← Glossary / PySpark

What is PySpark?

PySpark is the Python API for Apache Spark, an open-source distributed computing framework used to process massive datasets across a cluster of machines. In scraping pipelines, it's the engine that takes over after extraction — handling deduplication, schema validation, and complex joins across hundreds of millions of records where single-node tools like Pandas would immediately run out of memory.
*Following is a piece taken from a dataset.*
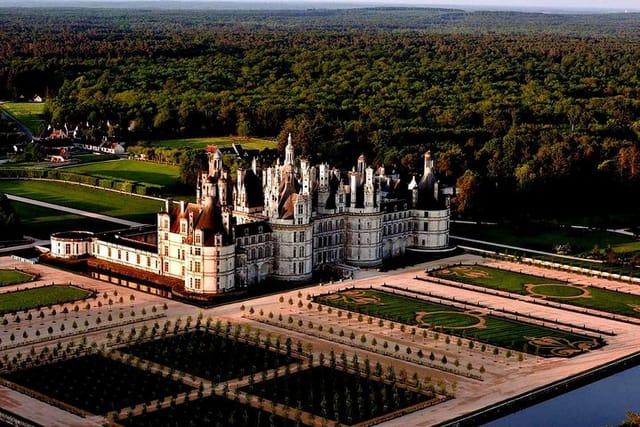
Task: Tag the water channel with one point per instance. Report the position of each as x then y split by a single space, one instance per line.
602 403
Data EngineeringDistributed ETLBig DataLazy EvaluationApache Spark
// 02 — definitions

Beyond
single-node.

When your daily scrape yields 500GB of JSON, you can't process it on one machine. PySpark distributes the workload across a fleet of workers.

Ask a DataFlirt engineer →

TL;DR

PySpark allows data engineers to write Python code that executes in parallel across a cluster of worker nodes. It uses lazy evaluation to optimize execution plans before running them, making it the industry standard for transforming raw scraped data into clean, query-ready Parquet or Iceberg tables at scale.

01Definition & structure

PySpark is the Python interface for Apache Spark. It allows developers to write Python code that is translated into JVM instructions and executed across a distributed cluster of machines. The core abstraction is the DataFrame — conceptually similar to a Pandas DataFrame, but distributed across many nodes.

A PySpark application consists of a Driver program (which runs the main function and creates the SparkContext) and multiple Executors (worker nodes that run the actual tasks and store data in memory or on disk).

02Transformations vs Actions

PySpark operations are strictly divided into two categories:

  • Transformations (e.g., select, filter, join): These are lazy. They don't compute anything immediately; they just add a step to the execution plan.
  • Actions (e.g., count, collect, write): These trigger the actual execution of the DAG.

This separation is what makes PySpark fast. If you filter a billion-row dataset and then ask for the top 10 rows, Spark's optimizer knows it doesn't need to process the entire dataset — it just needs to find 10 rows that match the filter.

03The Shuffling Problem

Operations like map or filter are "narrow" — they can be computed on a single partition without talking to other nodes. Operations like groupBy or join are "wide" — they require data with the same key to be on the same node. Moving this data across the network is called a Shuffle.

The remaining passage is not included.